The theme this year was “data, data, data” and all the sessions were about the impact of Big Data. Privacy, theory, metrics, and visualization were just some of the topics covered. Eric Brill from eBay Research kicked off the event with a talk on how “oodles” of data allow for virtually free UX experimentation and a new way of thinking when it comes to building data models and inference algorithms. He urged us to think about ways to enrich the input “signal” beyond clicking streams since there is so much emotion and passion behind user actions.
There were too many highlights to count over the 3 days of the workshop. Personally, I very much enjoyed the crowdsourcing and information visualization talks. Some important privacy and ethical issues were discussed, and the role of theory in HCI was a recurring theme. Perhaps my favorite “big idea” from the workshop was the notion of combining techniques from machine learning with qualitative approaches so that we can discover not only the latent structure in the data, but the meaningful latent structure in the data. This was articulated by Jim Herbsleb and Rogerio de Paula, who pointed out Ken Anderson’s work on ethno-mining.
HCIC, thanks for the beautiful venue, intellectual insights, and quality time with new and old friends.
It’s been about a week since I got back from Paris after attending CHI. This was the most productive CHI for me personally, which I attribute in large part to the Personal Informatics workshop I attended.
The workshop, which took place on Saturday and Sunday before the conference began, was an opportunity to spend time and exchange ideas with a great group of folks.
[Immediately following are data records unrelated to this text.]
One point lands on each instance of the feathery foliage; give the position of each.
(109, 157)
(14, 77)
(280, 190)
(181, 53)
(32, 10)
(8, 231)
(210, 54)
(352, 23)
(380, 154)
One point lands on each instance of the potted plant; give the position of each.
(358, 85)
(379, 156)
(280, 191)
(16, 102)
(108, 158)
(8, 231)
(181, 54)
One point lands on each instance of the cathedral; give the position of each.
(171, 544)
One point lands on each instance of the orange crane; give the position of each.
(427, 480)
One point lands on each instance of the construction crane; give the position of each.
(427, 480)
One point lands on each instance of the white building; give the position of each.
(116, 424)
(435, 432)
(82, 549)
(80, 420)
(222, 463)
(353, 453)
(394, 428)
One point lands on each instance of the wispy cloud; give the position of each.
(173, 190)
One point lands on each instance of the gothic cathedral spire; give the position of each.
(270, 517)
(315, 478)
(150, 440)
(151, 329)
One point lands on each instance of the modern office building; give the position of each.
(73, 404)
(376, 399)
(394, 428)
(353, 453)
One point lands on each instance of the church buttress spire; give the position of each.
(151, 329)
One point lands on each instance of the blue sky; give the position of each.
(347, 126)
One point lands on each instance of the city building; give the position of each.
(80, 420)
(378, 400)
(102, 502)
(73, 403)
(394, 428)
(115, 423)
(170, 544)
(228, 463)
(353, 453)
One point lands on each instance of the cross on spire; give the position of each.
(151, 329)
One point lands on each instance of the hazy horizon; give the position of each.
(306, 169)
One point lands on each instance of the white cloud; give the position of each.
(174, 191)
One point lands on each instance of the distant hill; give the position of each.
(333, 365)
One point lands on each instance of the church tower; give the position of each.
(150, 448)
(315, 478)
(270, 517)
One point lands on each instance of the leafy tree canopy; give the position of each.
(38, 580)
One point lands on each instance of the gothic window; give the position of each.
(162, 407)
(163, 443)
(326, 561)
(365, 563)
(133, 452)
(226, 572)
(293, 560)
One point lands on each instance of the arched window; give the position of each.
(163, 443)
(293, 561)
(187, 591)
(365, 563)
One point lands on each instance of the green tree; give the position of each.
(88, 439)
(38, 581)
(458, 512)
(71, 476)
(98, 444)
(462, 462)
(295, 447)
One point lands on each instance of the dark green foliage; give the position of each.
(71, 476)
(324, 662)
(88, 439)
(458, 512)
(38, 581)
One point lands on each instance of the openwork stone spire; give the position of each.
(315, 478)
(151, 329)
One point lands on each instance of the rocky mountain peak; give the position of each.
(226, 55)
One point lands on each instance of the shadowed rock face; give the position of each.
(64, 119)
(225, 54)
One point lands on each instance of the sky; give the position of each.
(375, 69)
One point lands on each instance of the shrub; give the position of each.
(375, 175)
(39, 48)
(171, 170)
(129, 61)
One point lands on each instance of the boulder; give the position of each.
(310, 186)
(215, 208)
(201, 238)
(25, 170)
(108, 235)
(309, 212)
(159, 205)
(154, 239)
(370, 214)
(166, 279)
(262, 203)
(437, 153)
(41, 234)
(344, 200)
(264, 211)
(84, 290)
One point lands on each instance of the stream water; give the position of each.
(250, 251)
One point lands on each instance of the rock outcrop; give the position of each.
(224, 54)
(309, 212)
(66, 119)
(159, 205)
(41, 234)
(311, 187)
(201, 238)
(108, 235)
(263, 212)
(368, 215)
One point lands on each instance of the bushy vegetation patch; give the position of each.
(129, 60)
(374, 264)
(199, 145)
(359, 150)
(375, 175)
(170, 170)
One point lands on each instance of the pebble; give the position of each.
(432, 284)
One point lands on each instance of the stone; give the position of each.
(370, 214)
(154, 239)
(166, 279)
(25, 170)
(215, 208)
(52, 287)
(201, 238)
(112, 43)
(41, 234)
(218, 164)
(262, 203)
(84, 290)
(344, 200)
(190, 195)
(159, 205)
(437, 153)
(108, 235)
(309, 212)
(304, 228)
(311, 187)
Thanks to Ian Li, Jon Froehlich, Jakob Eg Larsen, Catherine Grevet and Ernesto Ramirez for putting it together. It required lots of work to organize it, since it was set-up as a two-day hackathon. All the effort paid off nicely in my opinion. The interesting question now is how to make the Personal Informatics community within CHI grow, since it has outgrown the workshop format.
Now on to the main conference. With 10+ tracks, it is always a challenge to navigate CHI. Here’s a timelapse of my day 1 at the conference:
I was able to attend some good/interesting presentations, such as:
Validating a Mobile Phone Application for the Everyday, Unobtrusive, Objective Measurement of Sleep, Lawson et al.
Designing Mobile Health Technology for Bipolar Disorder: A Field Trial of the MONARCA System, Bardram et al.
Footprint Tracker: Supporting Diary Studies with Lifelogging, Gouveia and Karapanos.
Mind the Theoretical Gap: Interpreting, Using, and Developing Behavioral Theory in HCI Research, Hekler et al.
NailDisplay: Bringing an Always Available Visual Display to Fingertips, Chao-Huai Su, Liwei Chan, Chien-Ting Weng, Rong-Hao Liang, Kai-Yin Cheng, Bing-Yu Chen
Food Practices as Situated Action: Exploring and designing for everyday food practices with households. Rob Comber, Jettie Hoonhout, Aart T van Halteren, Paula Moynihan, Patrick Olivier
Not surprisingly I was particularly drawn to the health-focused talks, but there were some intriguing and inspiring topics of interest in many other sessions.
Thanks for the inspiration Paris. Next year, Toronto.